Groenste Fietsnetwerk van Nederland langs A15

'Het is ook super ambitieus'

Albert de Jong werd geboren met het vogelaars-gen. Als jochie speurde hij in de Alblasserwaard naar bijzondere vogels, nu is hij communicatieadviseur bij Sovon, een organisatie die de vogelstand in Nederland registreert en onderzoekt.

Hij was negen toen hij in een Sliedrechtse woonwijk zijn eerste pestvogel spotte en herinnert zich het gevoel van euforie. Ook keek hij wekenlang uit naar de vogelexcursies van de Natuur- en Vogelwacht. “We gingen onder andere naar de Avelingen en het Alblasserbos. Ik leerde de eerste vogelsoorten kennen. De nachtegaal en tjiftjaf staan me nog helder voor de geest. Ik zoog alle informatie op. Na schooltijd ging ik met leeftijdgenoten de Alblasserwaard en de Biesbosch in. Daar raak je niet uitgekeken.” De fietstocht naar en van school in Gorinchem was een feestje, weer of geen weer; hij spotte er heel wat vogels.

Herinneringen

Komend voorjaar is Albert een van de drie natuurkenners die vrijwilligers gaat leren (gevederde) fauna te herkennen langs het Groenste Fietsnetwerk van Nederland, dat loopt van Alblasserdam via Papendrecht, Sliedrecht en Hardinxveld-Giessendam naar Gorinchem. Langs een groot deel van het traject liggen voor Albert dus nogal wat herinneringen, verbonden met vogels. “Ik kwam langs dat pad van alles tegen: broedende sperwers, ijsvogels, de grote karekiet langs het Kanaal van Stenenhoek.”

Maar… het groenste fietsnetwerk van ons land, langs de A15? “Het is ook super ambitieus”, erkent Albert. “Maar ik denk wel dat het heel groen is; het grootste deel van het pad loopt langs parken en dijkjes. Bij Papendrecht ligt het achter een geluidswal, met een mooie groenstrook. Daar zie je een behoorlijke variatie, er liggen veel sloten die watervogels trekken en het is er opvallend rustig. De grote tuinen die grenzen aan dit gebied trekken ook veel vogels. Bij Sliedrecht is een deel volgebouwd, maar je hebt er wat ruige terreintjes die vogels aantrekken die onkruidzaden eten. Het pad ligt bij Sliedrecht ook volledig achter het scherm. Ik heb er regelmatig ijsvogels gezien. De gemeente past natuurlijk bermbeheer toe.”
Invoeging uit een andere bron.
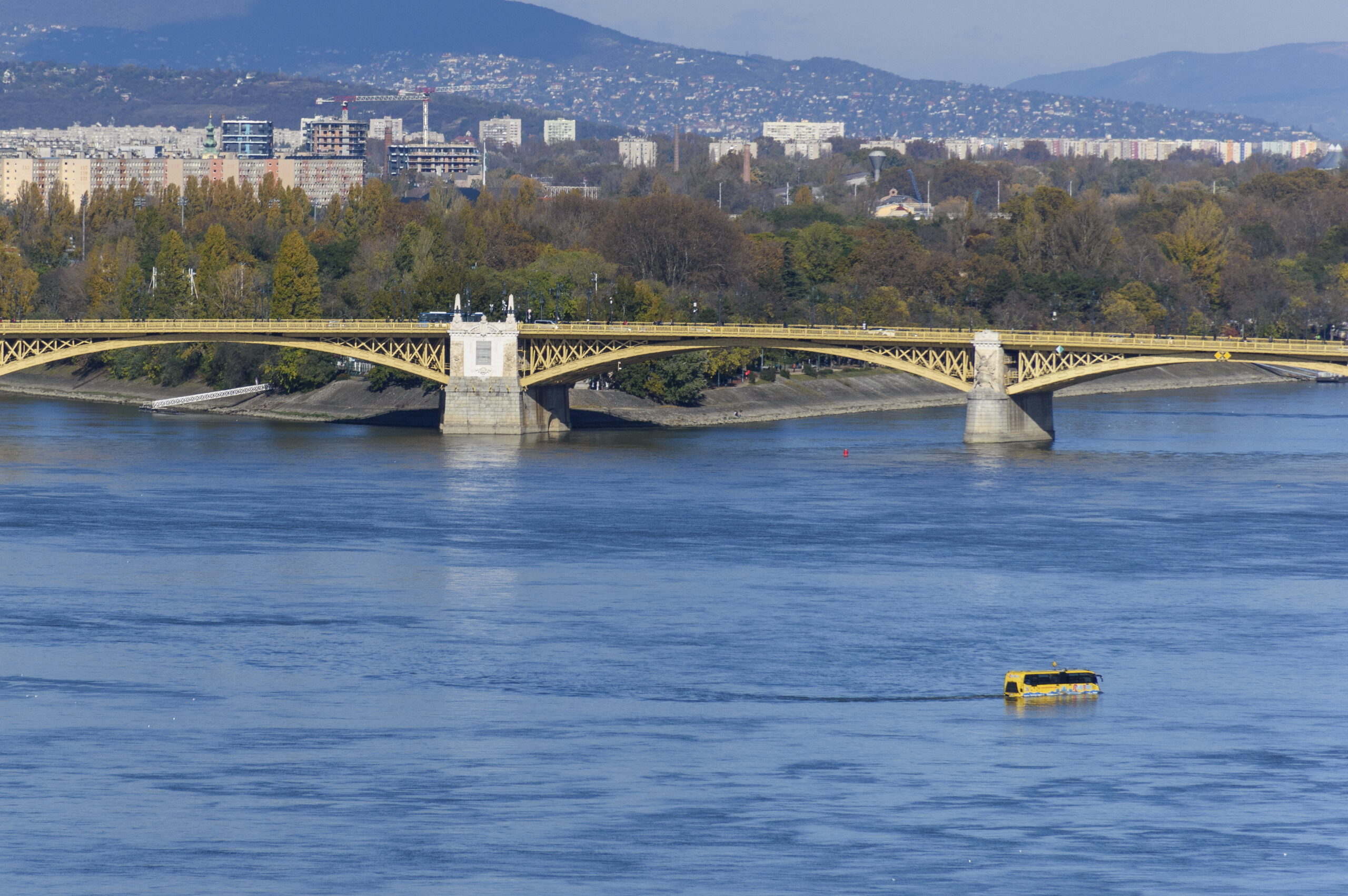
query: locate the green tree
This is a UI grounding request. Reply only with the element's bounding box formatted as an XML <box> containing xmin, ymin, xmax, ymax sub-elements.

Hoe het precies zit met de natuur op dit traject is niet bekend. “We weten het nog niet zo goed omdat er lange tijd niet goed werd gekeken naar flora en fauna in stedelijk gebied. Dat is de laatste vijftien jaar sterk veranderd." Albert verwacht veertig à vijftig vogelsoorten aan te treffen. "Ik heb begrepen dat de gemeenten leuke ingrepen gaan doen in de parken langs het pad, zoals slootkanten afgraven. Dat kan goed uitpakken voor broedende watervogels, kikkers en libellen. Die sloten zijn nu nog een beetje levenloos.”

'Ik kwam langs dat pad van alles tegen: broedende sperwers, ijsvogels'

Spectaculair fenomeen

Ruimte voor verbetering is er ook ter hoogte van Hardinxveld-Giessendam, waar het fietspad pal langs de A15 loopt en niet wordt afgeschermd door een geluidsscherm. Toch is langs dit deel van het traject van alles te zien, weet Albert. “Er ligt hier een belangrijke route voor vogels die van de Biesbosch naar de polders vliegen. En als je de grienden inloopt die langs de rivier liggen, zie je best mooie wilde stukken, kleine strandjes. Ik heb daar op een ochtendje meer dan dertig soorten gezien. In de winter vliegen enkele tienduizenden ganzen ’s morgens naar de Alblasserwaard, een spectaculair fenomeen. Het is een verkeersknooppunt in de lucht.”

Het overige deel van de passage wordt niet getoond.